[1, 2] This action was brought to recover the sum of $96.83, balance claimed by plaintiffs to be due them for work, labor, and services by plaintiffs for defendant in sponging cloth. The performance of the services is admitted. Defendant pleads accord and satisfaction. The court has given judgment for plaintiffs for the full amount disregarding defendant’s defense and virtually holding that no accord and satisfaction was established. Plaintiffs claimed that the balance sued for was due on April 1, 1913. Defendant claims that prior to March 10, 1913, he had sent goods to plaintiffs to be sponged and plaintiffs had mislaid them; that thereafter the plaintiffs had agreed with defendant to allow him $85, as damages for the detention of the goods so mislaid; whereupon the parties struck a balance, and defendant paid plaintiffs the sum of $119.31, being the amount of the balance agreed upon, and thus settled all accounts between the parties up to that time.
Defendant admits that he owes plaintiffs for all services rendered after March 1, 1913, which amounted to $9.12, and alleges that he sent a check to plaintiffs for that amount.- The court stated that:
It “was going to decide on the question of whether this arrangement was made allowing $85, and whether he did allow it and accept this check. You did delay the man’s goods, the letters show you have his goods.”
*532The court, however, in effect found that the plaintiffs did not agree to allow $85 for the delay in returning the goods to defendant.

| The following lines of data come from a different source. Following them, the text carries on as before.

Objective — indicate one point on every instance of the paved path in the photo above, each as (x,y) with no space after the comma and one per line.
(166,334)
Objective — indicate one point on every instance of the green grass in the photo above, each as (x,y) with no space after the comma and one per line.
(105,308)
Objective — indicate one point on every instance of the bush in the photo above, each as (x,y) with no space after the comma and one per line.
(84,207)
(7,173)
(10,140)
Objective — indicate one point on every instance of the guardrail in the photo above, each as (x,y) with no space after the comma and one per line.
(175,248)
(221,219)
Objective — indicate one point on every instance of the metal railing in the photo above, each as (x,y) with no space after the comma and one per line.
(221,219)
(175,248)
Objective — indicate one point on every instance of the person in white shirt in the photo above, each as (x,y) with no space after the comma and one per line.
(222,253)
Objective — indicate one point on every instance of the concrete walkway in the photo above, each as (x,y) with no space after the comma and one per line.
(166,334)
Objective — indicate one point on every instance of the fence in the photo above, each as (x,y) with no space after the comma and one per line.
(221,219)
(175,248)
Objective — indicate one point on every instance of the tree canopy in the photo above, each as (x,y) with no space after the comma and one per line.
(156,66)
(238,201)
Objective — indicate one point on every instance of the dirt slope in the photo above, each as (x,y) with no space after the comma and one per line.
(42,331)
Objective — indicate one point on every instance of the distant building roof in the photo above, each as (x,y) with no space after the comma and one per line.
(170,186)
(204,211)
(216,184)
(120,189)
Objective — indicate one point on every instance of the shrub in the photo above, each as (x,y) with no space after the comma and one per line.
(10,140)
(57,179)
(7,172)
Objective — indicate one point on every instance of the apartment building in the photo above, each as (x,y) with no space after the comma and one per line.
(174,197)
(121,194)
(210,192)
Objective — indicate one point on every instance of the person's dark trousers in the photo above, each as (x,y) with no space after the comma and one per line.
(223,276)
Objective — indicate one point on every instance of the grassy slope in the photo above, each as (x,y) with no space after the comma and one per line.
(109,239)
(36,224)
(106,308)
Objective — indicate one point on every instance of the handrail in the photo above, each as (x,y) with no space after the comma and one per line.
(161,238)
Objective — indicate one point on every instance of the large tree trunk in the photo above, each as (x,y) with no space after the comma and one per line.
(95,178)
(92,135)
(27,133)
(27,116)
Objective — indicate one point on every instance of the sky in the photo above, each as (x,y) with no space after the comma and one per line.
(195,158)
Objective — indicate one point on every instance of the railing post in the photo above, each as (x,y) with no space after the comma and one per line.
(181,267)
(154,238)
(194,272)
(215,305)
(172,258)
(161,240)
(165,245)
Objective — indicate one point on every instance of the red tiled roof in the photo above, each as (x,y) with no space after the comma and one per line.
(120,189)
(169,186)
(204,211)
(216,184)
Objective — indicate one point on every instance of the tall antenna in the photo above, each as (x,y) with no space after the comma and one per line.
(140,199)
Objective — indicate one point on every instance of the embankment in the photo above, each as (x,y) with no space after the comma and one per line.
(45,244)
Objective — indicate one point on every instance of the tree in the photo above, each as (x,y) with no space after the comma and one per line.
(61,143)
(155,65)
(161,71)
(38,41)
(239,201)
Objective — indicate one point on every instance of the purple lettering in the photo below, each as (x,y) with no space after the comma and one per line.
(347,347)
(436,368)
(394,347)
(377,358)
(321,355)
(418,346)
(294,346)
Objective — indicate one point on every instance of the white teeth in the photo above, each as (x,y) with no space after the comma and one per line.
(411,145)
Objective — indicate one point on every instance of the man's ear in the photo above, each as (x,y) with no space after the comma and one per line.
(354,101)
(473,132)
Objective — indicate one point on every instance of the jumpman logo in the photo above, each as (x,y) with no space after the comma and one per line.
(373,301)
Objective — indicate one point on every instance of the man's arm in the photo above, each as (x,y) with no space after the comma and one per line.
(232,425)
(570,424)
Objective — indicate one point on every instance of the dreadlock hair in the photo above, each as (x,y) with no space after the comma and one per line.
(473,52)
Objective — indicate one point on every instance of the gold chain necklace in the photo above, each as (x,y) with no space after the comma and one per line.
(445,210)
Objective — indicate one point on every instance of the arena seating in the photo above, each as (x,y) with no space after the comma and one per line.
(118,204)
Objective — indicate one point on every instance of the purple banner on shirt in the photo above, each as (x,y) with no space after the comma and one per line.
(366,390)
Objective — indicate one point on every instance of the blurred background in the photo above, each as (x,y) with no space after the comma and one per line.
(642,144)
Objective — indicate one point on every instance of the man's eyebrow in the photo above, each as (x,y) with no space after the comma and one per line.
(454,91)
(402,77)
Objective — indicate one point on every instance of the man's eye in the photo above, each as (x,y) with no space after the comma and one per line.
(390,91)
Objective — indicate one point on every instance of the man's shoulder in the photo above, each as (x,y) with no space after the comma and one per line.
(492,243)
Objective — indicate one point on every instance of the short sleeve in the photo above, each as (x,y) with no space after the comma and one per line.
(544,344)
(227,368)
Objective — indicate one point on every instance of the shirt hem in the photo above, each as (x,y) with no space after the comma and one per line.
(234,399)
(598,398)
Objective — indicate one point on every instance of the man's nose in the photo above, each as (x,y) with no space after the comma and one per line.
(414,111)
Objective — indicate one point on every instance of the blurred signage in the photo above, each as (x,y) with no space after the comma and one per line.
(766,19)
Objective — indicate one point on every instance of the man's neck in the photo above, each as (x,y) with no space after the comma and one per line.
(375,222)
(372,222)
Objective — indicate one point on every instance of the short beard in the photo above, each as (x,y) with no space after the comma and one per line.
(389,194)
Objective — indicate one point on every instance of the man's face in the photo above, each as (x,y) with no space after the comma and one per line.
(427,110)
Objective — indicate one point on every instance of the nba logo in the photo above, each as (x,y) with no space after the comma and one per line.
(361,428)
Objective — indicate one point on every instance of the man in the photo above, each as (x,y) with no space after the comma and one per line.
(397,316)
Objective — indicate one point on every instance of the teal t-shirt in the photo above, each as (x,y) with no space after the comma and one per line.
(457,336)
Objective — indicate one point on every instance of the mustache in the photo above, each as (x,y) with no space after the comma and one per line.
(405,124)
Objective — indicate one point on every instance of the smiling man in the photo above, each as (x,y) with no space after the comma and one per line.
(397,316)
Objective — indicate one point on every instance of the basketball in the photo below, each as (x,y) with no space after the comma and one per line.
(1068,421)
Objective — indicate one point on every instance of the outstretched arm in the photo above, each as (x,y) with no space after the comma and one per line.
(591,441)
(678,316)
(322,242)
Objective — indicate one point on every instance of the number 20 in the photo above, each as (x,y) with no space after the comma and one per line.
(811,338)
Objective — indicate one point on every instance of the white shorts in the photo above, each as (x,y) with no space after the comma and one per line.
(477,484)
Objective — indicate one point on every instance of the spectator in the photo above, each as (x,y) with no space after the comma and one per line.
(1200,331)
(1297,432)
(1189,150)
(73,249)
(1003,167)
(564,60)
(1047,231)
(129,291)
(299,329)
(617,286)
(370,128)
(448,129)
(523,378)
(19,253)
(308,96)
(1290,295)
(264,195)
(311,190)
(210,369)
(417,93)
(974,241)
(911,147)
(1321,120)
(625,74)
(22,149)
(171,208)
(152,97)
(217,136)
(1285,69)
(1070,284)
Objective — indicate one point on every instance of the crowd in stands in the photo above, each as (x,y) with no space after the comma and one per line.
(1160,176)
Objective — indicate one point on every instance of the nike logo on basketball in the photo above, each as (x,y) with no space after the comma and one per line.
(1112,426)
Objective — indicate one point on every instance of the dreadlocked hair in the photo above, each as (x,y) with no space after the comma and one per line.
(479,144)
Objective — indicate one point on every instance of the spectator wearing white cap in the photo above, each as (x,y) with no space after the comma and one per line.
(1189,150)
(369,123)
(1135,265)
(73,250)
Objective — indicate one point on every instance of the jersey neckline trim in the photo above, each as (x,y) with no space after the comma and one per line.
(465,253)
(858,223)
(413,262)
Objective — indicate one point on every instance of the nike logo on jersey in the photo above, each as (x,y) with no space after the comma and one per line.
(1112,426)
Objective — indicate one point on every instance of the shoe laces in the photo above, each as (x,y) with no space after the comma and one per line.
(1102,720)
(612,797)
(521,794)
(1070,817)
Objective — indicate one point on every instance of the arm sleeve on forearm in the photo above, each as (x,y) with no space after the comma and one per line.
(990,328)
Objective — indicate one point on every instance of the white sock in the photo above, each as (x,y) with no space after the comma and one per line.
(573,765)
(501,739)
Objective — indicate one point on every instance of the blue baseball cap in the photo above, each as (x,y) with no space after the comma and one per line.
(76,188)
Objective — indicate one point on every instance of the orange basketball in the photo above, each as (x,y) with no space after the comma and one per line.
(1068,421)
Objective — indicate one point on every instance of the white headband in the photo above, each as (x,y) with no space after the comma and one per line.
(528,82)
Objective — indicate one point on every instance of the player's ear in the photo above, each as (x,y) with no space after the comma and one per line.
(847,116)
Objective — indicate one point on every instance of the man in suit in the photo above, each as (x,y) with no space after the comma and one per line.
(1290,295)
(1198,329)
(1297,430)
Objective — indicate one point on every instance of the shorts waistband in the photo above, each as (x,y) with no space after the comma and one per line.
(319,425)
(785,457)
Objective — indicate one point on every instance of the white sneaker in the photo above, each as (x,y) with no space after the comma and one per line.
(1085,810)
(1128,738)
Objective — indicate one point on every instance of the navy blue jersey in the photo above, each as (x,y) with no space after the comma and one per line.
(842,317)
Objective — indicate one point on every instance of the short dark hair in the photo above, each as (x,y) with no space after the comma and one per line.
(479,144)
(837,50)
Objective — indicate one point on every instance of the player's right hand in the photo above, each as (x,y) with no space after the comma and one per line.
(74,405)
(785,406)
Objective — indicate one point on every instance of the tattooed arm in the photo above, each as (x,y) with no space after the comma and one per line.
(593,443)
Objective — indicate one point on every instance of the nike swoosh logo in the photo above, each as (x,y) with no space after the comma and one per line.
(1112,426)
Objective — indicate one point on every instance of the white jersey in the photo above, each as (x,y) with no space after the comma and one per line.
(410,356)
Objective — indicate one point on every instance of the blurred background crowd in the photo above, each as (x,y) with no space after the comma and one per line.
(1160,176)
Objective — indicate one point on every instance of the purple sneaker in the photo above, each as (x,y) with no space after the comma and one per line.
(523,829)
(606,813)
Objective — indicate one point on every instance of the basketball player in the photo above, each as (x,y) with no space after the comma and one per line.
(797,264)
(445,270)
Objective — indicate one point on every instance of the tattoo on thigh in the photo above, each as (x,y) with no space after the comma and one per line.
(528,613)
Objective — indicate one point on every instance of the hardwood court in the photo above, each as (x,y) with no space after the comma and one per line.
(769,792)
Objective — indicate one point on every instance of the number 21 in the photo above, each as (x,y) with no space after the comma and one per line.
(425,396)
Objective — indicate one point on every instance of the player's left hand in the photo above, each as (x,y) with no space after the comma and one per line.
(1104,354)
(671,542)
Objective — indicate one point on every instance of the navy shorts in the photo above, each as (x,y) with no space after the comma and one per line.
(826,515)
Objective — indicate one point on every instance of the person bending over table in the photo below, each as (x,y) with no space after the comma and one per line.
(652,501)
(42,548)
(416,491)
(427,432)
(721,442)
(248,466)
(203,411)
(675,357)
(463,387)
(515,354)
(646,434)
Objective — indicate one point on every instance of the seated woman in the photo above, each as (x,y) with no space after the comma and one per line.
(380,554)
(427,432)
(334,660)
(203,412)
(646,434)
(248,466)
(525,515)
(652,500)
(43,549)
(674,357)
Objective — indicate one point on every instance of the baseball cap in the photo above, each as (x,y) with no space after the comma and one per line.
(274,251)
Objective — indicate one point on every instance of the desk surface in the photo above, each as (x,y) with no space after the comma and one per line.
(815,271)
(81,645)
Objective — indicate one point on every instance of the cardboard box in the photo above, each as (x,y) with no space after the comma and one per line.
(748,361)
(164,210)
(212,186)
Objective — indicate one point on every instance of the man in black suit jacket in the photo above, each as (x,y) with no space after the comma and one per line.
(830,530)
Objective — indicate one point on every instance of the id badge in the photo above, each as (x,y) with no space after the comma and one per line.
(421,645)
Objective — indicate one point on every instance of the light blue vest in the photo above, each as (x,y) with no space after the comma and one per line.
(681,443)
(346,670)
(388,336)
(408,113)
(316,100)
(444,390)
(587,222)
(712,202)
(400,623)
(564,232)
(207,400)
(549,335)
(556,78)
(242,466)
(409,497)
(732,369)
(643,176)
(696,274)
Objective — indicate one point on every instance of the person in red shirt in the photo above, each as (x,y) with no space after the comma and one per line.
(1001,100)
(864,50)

A careful examination of the record in this case convinces us that the great preponderance of evidence was in favor of defendant upon that question. There is in evidence a letter of plaintiffs to defendant acknowledging a wrongful detention of the goods and intimating that they will protect defendant by reason thereof. There are three witnesses unimpeached who testify to a conversation with one of the plaintiffs wherein he agreed with defendant to allow $85 as damages or compensation to him for the detention of the goods, and this is followed by a check given by the defendánt to plaintiffs for $119.31, upon the face of which is written, “Paid in full for claims up to March 1, 1913.” The plaintiffs accepted this check and received the money thereon. The word “claims,” used on the face of the check, would indicate that it was not given solely for services rendered. It indicates that plaintiffs were making some sort of “claim” against defendant. Had there been no dispute or disagreement between the parties concerning the accounts between them, it is at least strange that defendant should have given plaintiffs that sort of check, and stranger still that plaintiffs should have accepted it, if it was not in full; there being no claim that defendant was financially irresponsible.
We believe that the record in this case clearly demonstrates that defendant was right in his contention. We think therefore within the reasonable intendment of the law that defendant established his defense. Fuller v. Kemp, 138 N. Y. 231, 33 N. E. 1034, 20 E. R. A. 785; Nassoiy v. Tomlinson, 148 N. Y. 326, 42 N. E. 715, 51 Am. St. Rep. 695; Brewster v. Silverstein, 78 Misc. Rep. 123, 137 N. Y. Supp. 912.
The judgment should be reversed, and a new trial granted, with costs to the appellant to abide the event. All concur.